Source text: The Medical and Surgical History of the War of the Rebellion, Part 3, Volume 1 (Washington, DC: Government Printing Office, 1888), 223-224.

Keywords:continued feversclinical recordstypho-malarial and typhoid feversSeminary Hospital casesdelriumdiarrhœarose-colored spotssevere pain in headright iliac region tendertyphoid casestyphoid fever

Civil War Washington ID: med.d1e2438

TEI/XML: med.d1e2438.xml

CASE 30.—Delirium, diarrhœa and rose-colored spots; improvement daily from the 38th day, when the tongue became moist.—Private Andrew Schick, Co. E, 1st Pa. Art., was taken about Aug. 20, 1861, with a cold; he suffered for a week from diarrhœa with severe pain in the head, and fever which became aggravated in the middle of the day. He was admitted Sept. 19 as a case of typhoid fever. The patient was stupid, deaf and delirious; the stools thin; the right iliac region so tender that he objected to having the abdomen touched; the pulse 128, small and feeble; the skin hot but soft and presenting an occasional rose-colored spot with sudamina on the neck; the tongue red at the tip and gray in the centre and at the base.
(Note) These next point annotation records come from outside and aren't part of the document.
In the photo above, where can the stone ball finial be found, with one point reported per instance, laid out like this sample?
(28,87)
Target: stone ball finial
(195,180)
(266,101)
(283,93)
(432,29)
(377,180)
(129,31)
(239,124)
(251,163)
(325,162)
A half-ounce of castor oil was given. Next day three stools were passed, the skin was hot and dry, and there was much thirst; otherwise little change was presented. Quinine was given on the 27th. Next day there was less fever; the pulse fell to 95 and was stronger; the tongue was moist, but the skin continued dry; the mind became clearer. The improvement progressed on the 29th. The pulse on the 30th was 106; the tongue clean; appetite good; bowels quiet and natural. Whiskey-punch was given. The patient was returned to duty November 1.